Every unique sampled set (the output from gc()) is represented by a single integer in the code, so they don't have to be copied or repeated over and over. This helps to mitigate data size issues.
The code below writes a data.table where each row gives 3 integers that correspond to three unique sampled sets, like a set of instructions that can be used to construct the final result in whatever form (list, etc.) the user wants with additional code.
After running the code for about 15 minutes, the answer frame had collected 697,152 combinations after removing duplicates. The duplicate removal code is taken from here. All other code is original. Code and example output are shown below.
References:
Stack Overflow commentator Thomas (2014). Accessed 7/16/2022. URL: Deleting reversed duplicates with R
# inans = ans1 #object from gc() function with all combinations
# inans = data.table(inans)
# colvec = colnames(inans)
# inans$index = 1:nrow(inans)
#
# for(i in 1:nrow(inans)){ #For every possible sampled sequence
# sf = NULL;sf2 = NULL;ntemp = NULL; nin = NULL
# ntemp = as.character(as.vector(inans[i,..colvec]))
# nin = inans$index[i]
# sf = inans
# for(k in colvec){ #Remove rows that don't match first element
# sf = sf[!get(k) %in% ntemp]
# }
#
# ntemp2 = NULL; sin = NULL
# for(j in 1:nrow(sf)){ #Loop through all possibilities for element
# ntemp2 = as.character(as.vector(sf[j,..colvec]))
# sin = sf$index[j]
# sf2 = sf
# for(m in colvec){
# sf2 = sf2[!get(m) %in% ntemp2] #Remove rows that don't match second element
# }
# if(dim(sf2)[1] > 0){
# newframe = data.table(nin, sin, sf2$index) #Store row numbers for each combination
# if(i == 1){
# ansframe = newframe
# }else{
# ansframe = rbind(ansframe, newframe) #start process over for next sampled set
# }}}}
#
# ##Remove duplicate groups
# ##Code Source:
# ##https://stackoverflow.com/questions/22756392/deleting-reversed-duplicates-with-r
# ansframe = ansframe[!duplicated(apply(ansframe,1,function(x) paste(sort(x),collapse=''))),]
#
# #input data.table of all possible sample sets
# #6300 total here - made from gc() function above
# #index is an integer to represent each sequence
# head(inans)
# v1 v2 v3 v4 v5 v6 index
# 1: 1 2 7 8 13 14 1
# 2: 1 2 7 8 13 15 2
# 3: 1 2 7 8 13 16 3
# 4: 1 2 7 8 13 17 4
# 5: 1 2 7 8 13 18 5
# 6: 1 2 7 8 13 19 6
#
#
# #data.table that holds instructions to build final output
# #each row gives row numbers for a feasible combination
# head(ansframe)
# nin sin V3
# 1: 1 6300 4046
# 2: 1 6300 4047
# 3: 1 6300 4048
# 4: 1 6300 4051
# 5: 1 6300 4052
# 6: 1 6300 4055
#
# #answer frame size: each row represents a combination
# dim(ansframe)
# [1] 697152 3
#
#
# ###Code to print a selection of valid combinations from the
# ###output instructions given by the code above.
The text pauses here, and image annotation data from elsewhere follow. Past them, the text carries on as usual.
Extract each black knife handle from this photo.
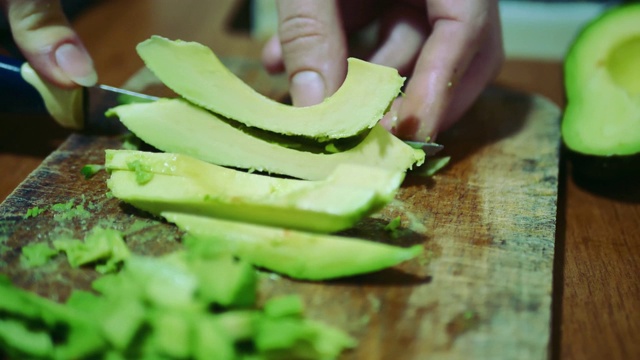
[0,55,48,115]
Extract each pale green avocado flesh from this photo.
[105,150,404,233]
[107,99,425,180]
[161,212,423,280]
[562,4,640,158]
[136,36,404,141]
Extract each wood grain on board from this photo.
[0,70,559,359]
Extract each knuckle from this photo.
[279,15,327,47]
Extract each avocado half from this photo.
[561,4,640,180]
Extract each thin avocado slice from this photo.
[136,36,404,140]
[105,150,404,233]
[161,212,423,280]
[562,4,640,157]
[107,99,425,180]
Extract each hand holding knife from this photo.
[0,55,443,156]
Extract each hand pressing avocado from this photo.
[562,4,640,180]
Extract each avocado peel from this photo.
[561,4,640,181]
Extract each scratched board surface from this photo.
[0,63,560,359]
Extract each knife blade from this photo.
[0,55,443,156]
[0,55,157,135]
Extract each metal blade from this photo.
[405,141,444,156]
[84,85,158,135]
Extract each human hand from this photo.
[263,0,504,141]
[0,0,98,88]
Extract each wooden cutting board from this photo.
[0,61,560,359]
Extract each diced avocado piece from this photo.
[254,317,357,359]
[20,242,58,267]
[151,310,194,359]
[0,318,53,359]
[161,212,422,280]
[216,309,263,342]
[53,227,131,273]
[0,279,107,359]
[106,150,405,232]
[107,99,425,180]
[120,253,200,310]
[263,295,304,318]
[562,4,640,179]
[188,255,258,307]
[80,164,104,179]
[136,36,404,139]
[193,316,237,360]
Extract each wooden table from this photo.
[0,0,640,359]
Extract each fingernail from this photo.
[56,43,98,86]
[291,71,325,106]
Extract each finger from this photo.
[3,0,97,88]
[262,35,284,74]
[369,2,429,76]
[437,12,504,132]
[278,0,347,106]
[395,0,504,140]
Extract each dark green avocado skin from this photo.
[567,150,640,181]
[564,147,640,198]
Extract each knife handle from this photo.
[0,55,48,115]
[0,55,87,130]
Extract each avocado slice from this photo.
[562,4,640,179]
[136,36,404,140]
[105,150,404,232]
[107,99,425,180]
[161,212,423,280]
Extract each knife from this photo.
[0,55,158,135]
[0,55,443,156]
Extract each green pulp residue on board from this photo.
[127,160,153,185]
[53,227,131,274]
[0,243,356,359]
[50,195,91,221]
[413,156,451,177]
[80,164,104,179]
[20,242,58,268]
[22,195,91,221]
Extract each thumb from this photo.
[0,0,98,88]
[278,0,347,106]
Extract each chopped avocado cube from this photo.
[53,227,130,273]
[188,255,257,307]
[264,295,304,318]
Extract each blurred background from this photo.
[0,0,623,60]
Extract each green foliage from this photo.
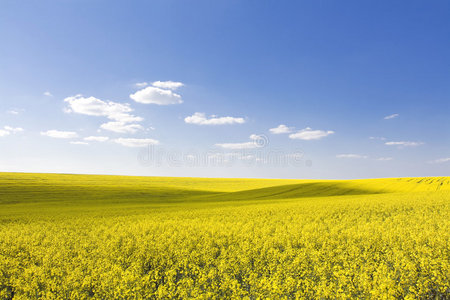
[0,173,450,299]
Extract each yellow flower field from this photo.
[0,173,450,299]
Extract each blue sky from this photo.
[0,0,450,178]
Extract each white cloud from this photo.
[114,138,159,147]
[41,130,78,139]
[3,126,23,133]
[384,114,400,120]
[70,141,89,145]
[134,82,148,89]
[289,127,334,141]
[215,134,267,150]
[0,129,11,137]
[83,136,109,142]
[0,126,23,137]
[215,142,258,150]
[100,122,144,133]
[429,157,450,164]
[336,154,368,158]
[269,124,292,134]
[130,86,183,105]
[376,157,393,161]
[64,95,143,123]
[184,112,245,125]
[152,80,184,90]
[384,142,423,147]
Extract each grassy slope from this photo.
[0,173,450,299]
[0,173,450,219]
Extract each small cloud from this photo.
[184,112,245,125]
[152,80,184,90]
[269,124,293,134]
[41,130,78,139]
[100,122,144,133]
[289,127,334,141]
[215,134,267,150]
[70,141,89,145]
[134,82,148,89]
[64,95,143,123]
[83,136,109,142]
[429,157,450,164]
[384,114,400,120]
[376,157,393,161]
[3,126,23,133]
[0,126,23,137]
[114,138,159,148]
[384,142,423,147]
[0,129,11,137]
[130,86,183,105]
[336,154,368,159]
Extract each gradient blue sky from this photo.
[0,0,450,178]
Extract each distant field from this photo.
[0,173,450,299]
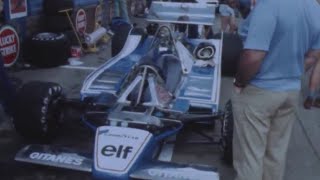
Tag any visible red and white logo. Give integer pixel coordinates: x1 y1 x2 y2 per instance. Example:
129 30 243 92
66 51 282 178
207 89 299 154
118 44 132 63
0 26 20 67
76 9 87 34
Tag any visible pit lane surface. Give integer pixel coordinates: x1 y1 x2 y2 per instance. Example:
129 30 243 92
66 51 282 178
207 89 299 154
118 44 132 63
0 23 320 180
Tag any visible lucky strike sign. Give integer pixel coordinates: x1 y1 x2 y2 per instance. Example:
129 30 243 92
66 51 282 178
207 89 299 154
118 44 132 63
0 26 20 67
76 9 87 33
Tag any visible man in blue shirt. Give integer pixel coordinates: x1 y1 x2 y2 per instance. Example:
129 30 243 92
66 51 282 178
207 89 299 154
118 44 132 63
232 0 320 180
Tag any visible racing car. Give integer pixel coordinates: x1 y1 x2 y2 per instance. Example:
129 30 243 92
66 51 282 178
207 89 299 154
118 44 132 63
13 2 233 180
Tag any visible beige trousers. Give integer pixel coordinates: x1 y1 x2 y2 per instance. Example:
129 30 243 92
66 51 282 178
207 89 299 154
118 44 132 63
232 86 299 180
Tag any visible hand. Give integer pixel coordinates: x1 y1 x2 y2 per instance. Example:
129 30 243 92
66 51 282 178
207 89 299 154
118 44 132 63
303 96 314 109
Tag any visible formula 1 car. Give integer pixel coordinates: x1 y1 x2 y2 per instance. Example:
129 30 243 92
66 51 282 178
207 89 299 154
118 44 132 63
14 2 233 180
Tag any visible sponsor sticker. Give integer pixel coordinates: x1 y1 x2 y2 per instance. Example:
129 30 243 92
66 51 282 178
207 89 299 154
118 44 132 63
95 127 152 173
29 152 84 166
76 9 87 34
0 26 20 67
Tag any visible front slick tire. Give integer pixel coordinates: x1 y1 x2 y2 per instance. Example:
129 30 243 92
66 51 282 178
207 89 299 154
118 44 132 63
13 82 62 143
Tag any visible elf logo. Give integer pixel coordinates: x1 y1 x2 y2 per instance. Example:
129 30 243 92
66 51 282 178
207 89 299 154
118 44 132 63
101 145 133 159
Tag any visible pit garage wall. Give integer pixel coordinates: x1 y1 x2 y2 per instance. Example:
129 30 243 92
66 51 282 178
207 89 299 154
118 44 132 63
2 0 109 67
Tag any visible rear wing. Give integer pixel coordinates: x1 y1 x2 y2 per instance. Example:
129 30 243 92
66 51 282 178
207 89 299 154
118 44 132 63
147 0 218 25
130 161 220 180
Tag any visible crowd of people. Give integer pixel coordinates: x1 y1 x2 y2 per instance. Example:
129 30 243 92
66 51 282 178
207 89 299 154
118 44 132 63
112 0 320 180
0 0 320 180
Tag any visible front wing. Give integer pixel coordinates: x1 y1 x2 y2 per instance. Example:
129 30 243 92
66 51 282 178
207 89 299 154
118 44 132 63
15 145 219 180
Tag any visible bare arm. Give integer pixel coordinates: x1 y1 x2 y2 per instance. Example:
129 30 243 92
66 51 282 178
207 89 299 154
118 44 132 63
236 49 267 86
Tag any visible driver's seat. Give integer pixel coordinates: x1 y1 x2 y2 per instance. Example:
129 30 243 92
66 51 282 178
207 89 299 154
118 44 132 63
156 54 182 94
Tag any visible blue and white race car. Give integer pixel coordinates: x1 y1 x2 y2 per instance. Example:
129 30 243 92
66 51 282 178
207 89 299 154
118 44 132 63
13 2 233 180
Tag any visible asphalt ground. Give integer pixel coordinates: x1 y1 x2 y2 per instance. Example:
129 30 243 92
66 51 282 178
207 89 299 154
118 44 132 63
0 17 320 180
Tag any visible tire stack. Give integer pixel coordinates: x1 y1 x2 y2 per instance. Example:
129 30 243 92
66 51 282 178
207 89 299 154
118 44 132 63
25 0 74 68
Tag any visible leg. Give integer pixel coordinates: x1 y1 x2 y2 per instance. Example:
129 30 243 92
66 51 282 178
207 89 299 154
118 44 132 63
232 86 284 180
220 16 229 32
113 0 120 17
263 92 299 180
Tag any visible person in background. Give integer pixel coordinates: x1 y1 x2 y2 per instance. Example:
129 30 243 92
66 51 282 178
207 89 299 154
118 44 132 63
232 0 320 180
114 0 130 23
0 53 14 114
219 0 237 33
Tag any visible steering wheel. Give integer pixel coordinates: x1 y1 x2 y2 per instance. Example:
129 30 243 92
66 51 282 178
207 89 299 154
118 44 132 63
135 64 164 105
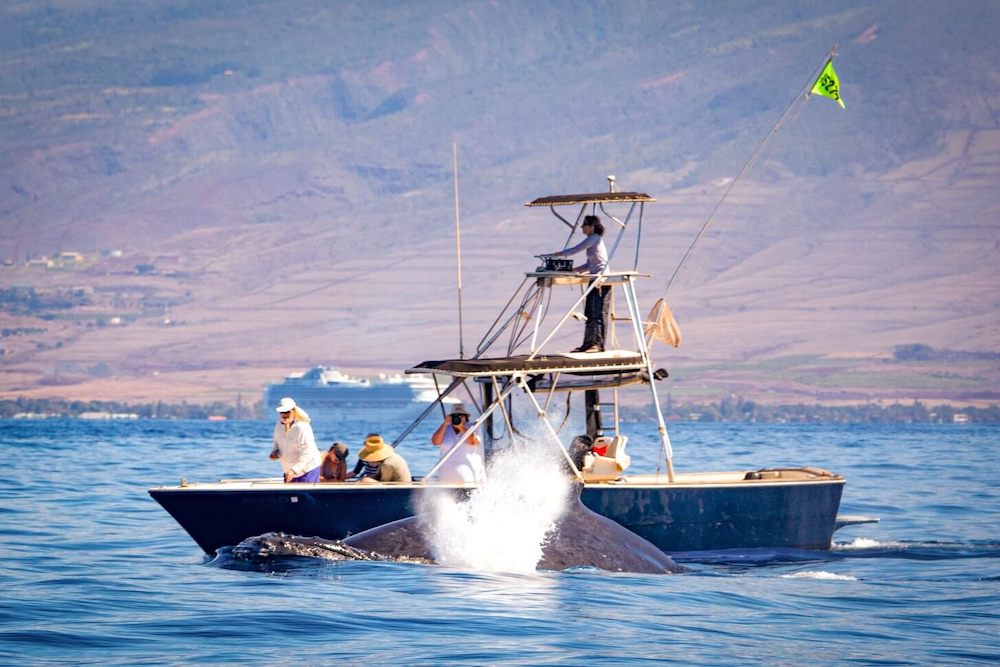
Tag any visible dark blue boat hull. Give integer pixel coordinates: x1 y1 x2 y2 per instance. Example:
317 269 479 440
149 479 843 555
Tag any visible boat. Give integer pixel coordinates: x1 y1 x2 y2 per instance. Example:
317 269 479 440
264 366 446 417
149 185 868 555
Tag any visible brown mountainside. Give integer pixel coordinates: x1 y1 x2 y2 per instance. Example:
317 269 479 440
0 0 1000 408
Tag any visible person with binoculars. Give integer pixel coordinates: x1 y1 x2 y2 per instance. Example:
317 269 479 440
431 403 486 483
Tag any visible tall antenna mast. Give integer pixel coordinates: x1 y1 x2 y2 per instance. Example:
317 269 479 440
451 140 465 359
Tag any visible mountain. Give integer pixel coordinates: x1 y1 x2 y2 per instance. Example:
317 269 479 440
0 0 1000 408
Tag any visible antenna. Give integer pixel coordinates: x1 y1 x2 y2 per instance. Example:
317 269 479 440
451 140 465 359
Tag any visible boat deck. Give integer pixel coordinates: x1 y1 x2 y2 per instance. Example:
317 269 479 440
156 467 844 491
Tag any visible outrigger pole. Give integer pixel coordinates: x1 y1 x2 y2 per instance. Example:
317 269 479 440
456 141 465 360
663 44 837 300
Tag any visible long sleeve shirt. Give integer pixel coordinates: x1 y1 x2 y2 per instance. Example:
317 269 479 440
274 421 323 477
555 234 608 274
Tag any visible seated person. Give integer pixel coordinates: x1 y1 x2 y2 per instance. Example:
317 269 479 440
319 442 349 482
355 433 413 483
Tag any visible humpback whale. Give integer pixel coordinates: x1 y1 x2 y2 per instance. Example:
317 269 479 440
232 493 682 574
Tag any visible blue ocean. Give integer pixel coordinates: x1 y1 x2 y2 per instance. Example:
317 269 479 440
0 419 1000 665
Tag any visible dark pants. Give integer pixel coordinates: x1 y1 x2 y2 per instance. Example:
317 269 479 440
583 285 611 350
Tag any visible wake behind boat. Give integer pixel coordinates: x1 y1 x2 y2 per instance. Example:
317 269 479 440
149 182 855 554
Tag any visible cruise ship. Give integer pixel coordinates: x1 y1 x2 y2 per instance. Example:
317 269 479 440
264 366 446 414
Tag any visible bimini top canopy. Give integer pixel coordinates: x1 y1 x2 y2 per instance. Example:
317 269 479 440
406 350 645 377
525 192 656 206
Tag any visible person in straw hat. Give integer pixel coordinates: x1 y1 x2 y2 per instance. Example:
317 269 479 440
271 397 322 482
431 403 486 484
358 433 413 483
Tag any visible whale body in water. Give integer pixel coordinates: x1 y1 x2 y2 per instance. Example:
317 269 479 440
232 493 682 574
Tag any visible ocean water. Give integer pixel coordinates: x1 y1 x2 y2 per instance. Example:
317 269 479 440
0 420 1000 665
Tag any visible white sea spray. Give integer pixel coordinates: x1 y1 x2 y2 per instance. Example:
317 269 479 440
781 570 858 581
420 442 570 572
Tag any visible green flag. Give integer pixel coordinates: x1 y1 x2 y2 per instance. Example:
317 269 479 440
809 60 847 110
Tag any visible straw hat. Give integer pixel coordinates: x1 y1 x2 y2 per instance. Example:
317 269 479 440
358 433 394 463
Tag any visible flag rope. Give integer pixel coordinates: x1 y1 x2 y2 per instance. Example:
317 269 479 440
662 44 837 300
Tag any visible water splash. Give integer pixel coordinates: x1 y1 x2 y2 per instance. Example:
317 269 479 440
419 443 571 572
781 570 858 581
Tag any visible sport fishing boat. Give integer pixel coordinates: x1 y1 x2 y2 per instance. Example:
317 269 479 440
149 185 865 555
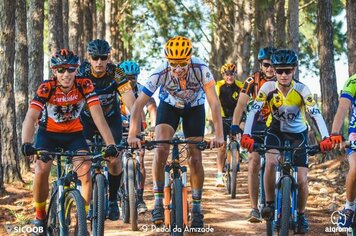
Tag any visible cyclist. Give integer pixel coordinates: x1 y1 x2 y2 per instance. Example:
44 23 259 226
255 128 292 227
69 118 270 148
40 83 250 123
79 39 135 220
128 36 224 228
231 47 276 223
119 61 157 213
215 63 243 187
241 49 332 234
331 74 356 227
21 49 118 226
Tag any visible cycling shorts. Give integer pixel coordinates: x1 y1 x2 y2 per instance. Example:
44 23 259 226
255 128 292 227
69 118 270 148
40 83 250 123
35 128 89 152
156 101 205 138
265 129 308 167
80 113 122 144
252 121 267 144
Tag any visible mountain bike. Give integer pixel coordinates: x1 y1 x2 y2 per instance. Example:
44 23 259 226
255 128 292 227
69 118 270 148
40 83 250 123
254 140 320 236
145 137 208 235
88 133 109 236
225 135 240 199
119 141 142 231
37 150 95 236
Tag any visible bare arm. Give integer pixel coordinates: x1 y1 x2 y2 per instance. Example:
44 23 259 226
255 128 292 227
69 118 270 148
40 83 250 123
331 98 351 134
89 105 115 145
21 108 41 143
129 93 150 137
232 93 250 125
205 86 224 139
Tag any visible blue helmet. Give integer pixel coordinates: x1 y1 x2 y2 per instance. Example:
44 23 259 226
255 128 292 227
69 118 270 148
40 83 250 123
271 49 298 67
50 48 80 69
87 39 111 55
257 47 276 61
119 61 140 75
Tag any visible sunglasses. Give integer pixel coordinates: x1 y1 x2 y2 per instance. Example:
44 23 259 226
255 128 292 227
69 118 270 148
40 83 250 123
276 68 293 75
262 62 272 68
57 67 77 74
169 62 188 68
91 55 109 61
# forind = as.integer(seq(1,nrow(ansframe),length.out = 50))
# for(i in forind){print(inans[as.numeric(ansframe[i])])}
# v1 v2 v3 v4 v5 v6 index
# 1: 1 2 7 8 13 14 1
# 2: 5 6 11 12 19 20 6300
# 3: 3 4 9 10 15 16 4046
# v1 v2 v3 v4 v5 v6 index
# 1: 1 2 7 8 13 15 2
# 2: 3 4 9 11 16 17 4079
# 3: 5 6 10 12 14 20 6257
# v1 v2 v3 v4 v5 v6 index
# 1: 1 2 7 8 13 15 2
# 2: 3 4 9 12 17 20 4113
# 3: 5 6 10 11 18 19 6242
# v1 v2 v3 v4 v5 v6 index
# 1: 1 2 7 8 13 15 2
# 2: 3 4 10 12 14 19 4156
# 3: 5 6 9 11 16 18 6180
# v1 v2 v3 v4 v5 v6 index
# 1: 1 2 7 8 13 15 2
# 2: 3 4 11 12 17 18 4195
# 3: 5 6 9 10 16 20 6154
# v1 v2 v3 v4 v5 v6 index
# 1: 1 2 7 8 13 15 2
# 2: 3 5 9 11 14 17 4490
# 3: 4 6 10 12 16 18 5844
# v1 v2 v3 v4 v5 v6 index
# 1: 1 2 7 8 13 15 2
# 2: 3 5 9 12 16 19 4529
# 3: 4 6 10 11 17 18 5819
# v1 v2 v3 v4 v5 v6 index
# 1: 1 2 7 8 13 15 2
# 2: 3 5 10 11 18 20 4563
# 3: 4 6 9 12 17 19 5792
7/17/2022 Update: All combinations with variable output group size
The following approach was written for the cases of 2,3,or 4 groups. In tested cases, the code ran in the rough ballpark of 15 minutes or so for two groups but can take longer for 4 groups, depending on the size and number of the input groups.
This example shows 4 input groups with 4 output groups and 1 object from each group, but the user can also choose 2 or 3 output groups. The object "numobs" in the gc() function specifies objects to take from each group and the "groupsout" object specifies the number of output groups. The code below found 13,824 combinations in under ten minutes for this example.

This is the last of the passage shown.